With Fresh Approach to Rigging, ‘New Pioneers’ Hopes to Revolutionize CG TV Animation [Video]
Ex-Pixar and Rhythm & Hues artist Chris Perry from Bit Films has produced a pitch for a new episodic TV series and partnered with animation software production specialists Anzovin Studio on a new rigging system to produce it.
The New Pioneers is a show set on a future Earth where humans live in a massive electric dome protected from a hostile natural world. Watch the pitch below and a behind-the-scenes video on the rigging and animation toolset further down this page.
Perry, who won an Academy of Motion Picture Arts and Sciences Technical Achievement Award in 2014 for his work on Rhythm & Hues’ Voodoo animation system, told Cartoon Brew at the VIEW Conference in Italy that The New Pioneers was a series he hoped adults would watch together with their children.
“I think there’s a lot of fragmentation in animation,” he said. “There are so many shows that are just kids’ shows. But there’s this class of animation, things like Avatar: The Last Airbender, Over the Garden Wall, and Ghibli films, that I definitely love watching with my kids. So, we were wondering, why isn’t there more of that?”
Perry founded Massachusetts-based independent production studio Bit Films several years ago to develop television and film projects. But as an indie house he realized that to break into episodic work, Bit Films would need to produce something that was visually stunning and unusual—but also affordable.
That’s when he got in touch with Raf Anzovin from Anzovin Studio. “He and I had been wanting to make stylized animation for years,” said Perry. “He’s done a lot of it for commercials, but then we finally realized here was a project that we could use for the test.”
To produce the computer animation, Perry says Anzovin developed a new approach to posing 3D characters that is informed more by drawn animation than by CG, as is usually the case. As a result, the poses are more gestural and do not involve animators having to move a rigid hierarchy of joints and bones.
Behind the characters are rigging tools written by Anzovin as Maya plugins (as seen in the video above). “At the core of it,” said Perry, “is a spline deformer as opposed to some sort of linear deformer. Raf has also taken this idea of a ‘free rig’ which first hit press in 2005 with Chicken Little, where all the nodes in the rig are independent. You don’t have a hierarchy of nodes—you can move your character by grabbing and moving anything.”
The idea was to provide a puppet to the animators that was more based on wires than say joints and hinges.
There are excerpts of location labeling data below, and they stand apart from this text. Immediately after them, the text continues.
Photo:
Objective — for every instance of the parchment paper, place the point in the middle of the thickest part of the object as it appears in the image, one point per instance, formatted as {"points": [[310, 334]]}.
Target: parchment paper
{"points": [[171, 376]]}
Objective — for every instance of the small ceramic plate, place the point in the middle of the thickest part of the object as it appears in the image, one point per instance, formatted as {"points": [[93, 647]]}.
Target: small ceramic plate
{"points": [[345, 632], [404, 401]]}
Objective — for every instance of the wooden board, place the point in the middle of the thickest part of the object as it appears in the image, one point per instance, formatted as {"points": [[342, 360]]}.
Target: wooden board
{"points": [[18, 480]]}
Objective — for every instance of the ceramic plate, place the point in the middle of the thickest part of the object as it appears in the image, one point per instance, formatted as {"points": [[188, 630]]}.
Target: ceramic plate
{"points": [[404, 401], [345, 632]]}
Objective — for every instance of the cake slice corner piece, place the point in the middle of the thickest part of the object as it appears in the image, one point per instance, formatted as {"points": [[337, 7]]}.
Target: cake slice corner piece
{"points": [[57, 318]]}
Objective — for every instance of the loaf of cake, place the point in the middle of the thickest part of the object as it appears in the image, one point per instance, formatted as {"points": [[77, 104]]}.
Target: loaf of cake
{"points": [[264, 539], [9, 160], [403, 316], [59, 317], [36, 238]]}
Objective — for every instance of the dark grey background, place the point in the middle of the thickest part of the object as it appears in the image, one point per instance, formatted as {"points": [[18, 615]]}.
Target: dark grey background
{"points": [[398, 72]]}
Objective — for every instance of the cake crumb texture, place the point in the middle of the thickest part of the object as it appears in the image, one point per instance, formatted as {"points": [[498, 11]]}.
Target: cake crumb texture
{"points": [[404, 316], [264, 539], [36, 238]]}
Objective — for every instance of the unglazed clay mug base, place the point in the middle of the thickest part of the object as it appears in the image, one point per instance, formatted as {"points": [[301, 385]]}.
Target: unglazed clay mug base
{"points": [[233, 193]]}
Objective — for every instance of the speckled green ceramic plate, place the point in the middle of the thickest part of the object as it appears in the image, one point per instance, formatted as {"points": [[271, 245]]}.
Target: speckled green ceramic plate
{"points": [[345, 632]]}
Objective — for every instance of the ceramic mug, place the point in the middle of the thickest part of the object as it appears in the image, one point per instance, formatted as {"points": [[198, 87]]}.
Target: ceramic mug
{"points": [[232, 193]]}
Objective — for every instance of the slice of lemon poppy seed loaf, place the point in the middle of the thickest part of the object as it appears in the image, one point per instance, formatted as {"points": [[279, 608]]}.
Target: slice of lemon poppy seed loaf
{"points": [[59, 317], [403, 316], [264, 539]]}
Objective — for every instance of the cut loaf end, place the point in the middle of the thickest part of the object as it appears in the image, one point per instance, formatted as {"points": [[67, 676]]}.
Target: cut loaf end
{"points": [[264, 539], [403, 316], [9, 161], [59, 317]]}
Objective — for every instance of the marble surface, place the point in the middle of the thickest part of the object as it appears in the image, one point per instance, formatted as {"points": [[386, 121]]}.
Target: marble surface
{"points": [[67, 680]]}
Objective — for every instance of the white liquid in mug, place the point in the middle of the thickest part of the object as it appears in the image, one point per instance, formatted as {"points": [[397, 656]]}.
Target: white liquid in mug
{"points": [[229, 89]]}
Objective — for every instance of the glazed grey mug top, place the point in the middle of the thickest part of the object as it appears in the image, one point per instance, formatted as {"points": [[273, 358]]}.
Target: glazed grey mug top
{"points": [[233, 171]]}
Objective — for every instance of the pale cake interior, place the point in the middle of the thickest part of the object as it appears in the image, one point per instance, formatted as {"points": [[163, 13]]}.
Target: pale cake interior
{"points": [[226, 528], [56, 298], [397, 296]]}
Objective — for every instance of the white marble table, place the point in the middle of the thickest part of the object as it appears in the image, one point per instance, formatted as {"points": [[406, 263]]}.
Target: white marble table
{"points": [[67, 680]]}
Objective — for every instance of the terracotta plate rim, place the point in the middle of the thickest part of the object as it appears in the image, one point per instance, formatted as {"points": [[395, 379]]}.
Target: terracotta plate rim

The intended benefit is to avoid the complication that arises in a typical animation pipeline where a character is rigged for certain poses but has to be returned to rigging to be adjusted during animation when different requirements are needed.
“We provide an easy interface for selecting nodes, and then the animator on demand creates a temporary rig at the push of a button to accomplish what they want to accomplish,” said Perry. “There’s a lot of room for improvisation and very low ramp-up time because all you need to learn is which nodes to move.”
The rig setup was used to animate the New Pioneers pitch piece, which Perry has been shopping around. Currently he has not had a sale but does say the feedback he’s received has been encouraging. “We thought we’d try and go through the front doors of some of the major studios, but ultimately we are also trying to cultivate an audience and a fan base. And if people like it, hopefully work will come our way using the same style and tools.”